Mapping Museums is a multidisciplinary research project that has documented and analysed the development of the UK museum sector from 1960-2020.
From 17th March 2020 the Mapping Museums website, database, and report can be found at: www.mappingmuseums.org
This blog covers a wide range of subjects. We have written on the museums that we visited in the course of our research and on our research methods, including definitions of museums, classifying museums, predicting visitor numbers, and developing the database. We also use the blog for publicity. Subscribers to the blog will automatically be informed about any events we are running or updates on our research.
Research rationale
It was well known that during the late twentieth century there was a massive increase in the number of museums in the UK. Various claims were made about the rising numbers of museums – that they were symptomatic of cultural malaise and an epidemic of nostalgia, that they were an entrepreneurial response to de-industrialisation, or that they were evidence of a growing historical consciousness among the populace at large – but very little quantitative data was available to support these assertions. Although it was generally accepted that the majority of the new museums were independent, it was often unclear exactly when the museums opened, where they were located, what subjects they covered, or whether or not they survived. Moreover, we did not know if the sector has changed since this period of expansion.
The Mapping Museum project was conceived in response to this situation.
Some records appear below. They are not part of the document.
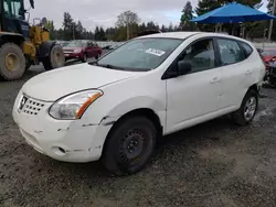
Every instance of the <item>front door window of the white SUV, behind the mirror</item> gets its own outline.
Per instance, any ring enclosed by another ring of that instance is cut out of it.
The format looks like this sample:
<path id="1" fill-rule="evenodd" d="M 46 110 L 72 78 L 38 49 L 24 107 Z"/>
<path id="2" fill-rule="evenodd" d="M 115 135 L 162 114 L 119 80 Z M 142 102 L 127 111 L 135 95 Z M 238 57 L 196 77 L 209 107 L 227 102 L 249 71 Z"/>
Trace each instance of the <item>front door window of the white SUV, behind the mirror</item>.
<path id="1" fill-rule="evenodd" d="M 198 41 L 189 46 L 184 56 L 179 61 L 190 62 L 192 65 L 192 72 L 202 72 L 215 67 L 215 55 L 213 40 L 206 39 Z"/>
We wanted to know how the museum sector, and particularly the independent museum sector has changed since 1960, what factors prompted and facilitated the increase in numbers of independent museums, and whether the new independent museums were symptomatic of wider cultural concerns.
Research outputs
To answer our questions about the emergence and development of the UK independent museums sector, we produced a comprehensive database on UK museums, analysed the data, and then sought to account for our findings via conducted interview based and historical research. The research has four main outputs:
- A database containing information on over 4,000 museums. This data can be browsed, searched, and visualised, and is free to use under the terms of the Creative Commons (BY) license.
- Mapping Museums: A report on the data’. A report designed for the organisations with responsibility for museums in the UK. It provides an explanatory guide to the data and details growth and closure with respect to governance, subject matter, accreditation status, size, location, and combinations thereof.
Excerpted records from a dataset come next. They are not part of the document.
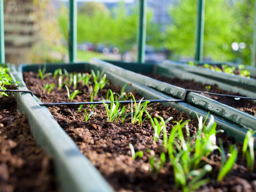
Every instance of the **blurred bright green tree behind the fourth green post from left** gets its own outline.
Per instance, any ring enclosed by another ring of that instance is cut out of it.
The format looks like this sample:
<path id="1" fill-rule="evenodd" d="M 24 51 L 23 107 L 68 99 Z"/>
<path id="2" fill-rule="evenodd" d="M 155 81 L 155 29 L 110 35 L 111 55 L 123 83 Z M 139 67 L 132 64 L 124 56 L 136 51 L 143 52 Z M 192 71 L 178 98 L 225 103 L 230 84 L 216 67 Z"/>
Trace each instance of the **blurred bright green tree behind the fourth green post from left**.
<path id="1" fill-rule="evenodd" d="M 173 23 L 167 29 L 166 47 L 179 56 L 194 58 L 196 0 L 182 0 L 172 7 Z M 236 18 L 230 1 L 205 1 L 204 58 L 233 60 L 231 44 L 236 39 Z"/>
- A website that houses the database and web application, and resources linked to the project. These include a glossary, detailed information on research methods, transcripts of interviews with museum founders, films and podcasts, and links to the project publications.
- A series of academic articles that present research methods and findings from the data, and a monograph that draws on interviews with museum founders to analyse how and why so many new museums were established in the late twentieth century. The monograph will be published in 2021.
The project is funded by the Arts and Humanities Research Council, and is led by Fiona Candlin, Professor of Museology (Principal investigator), and by Alex Poulovassilis, Professor of Computer Science (Co-investigator).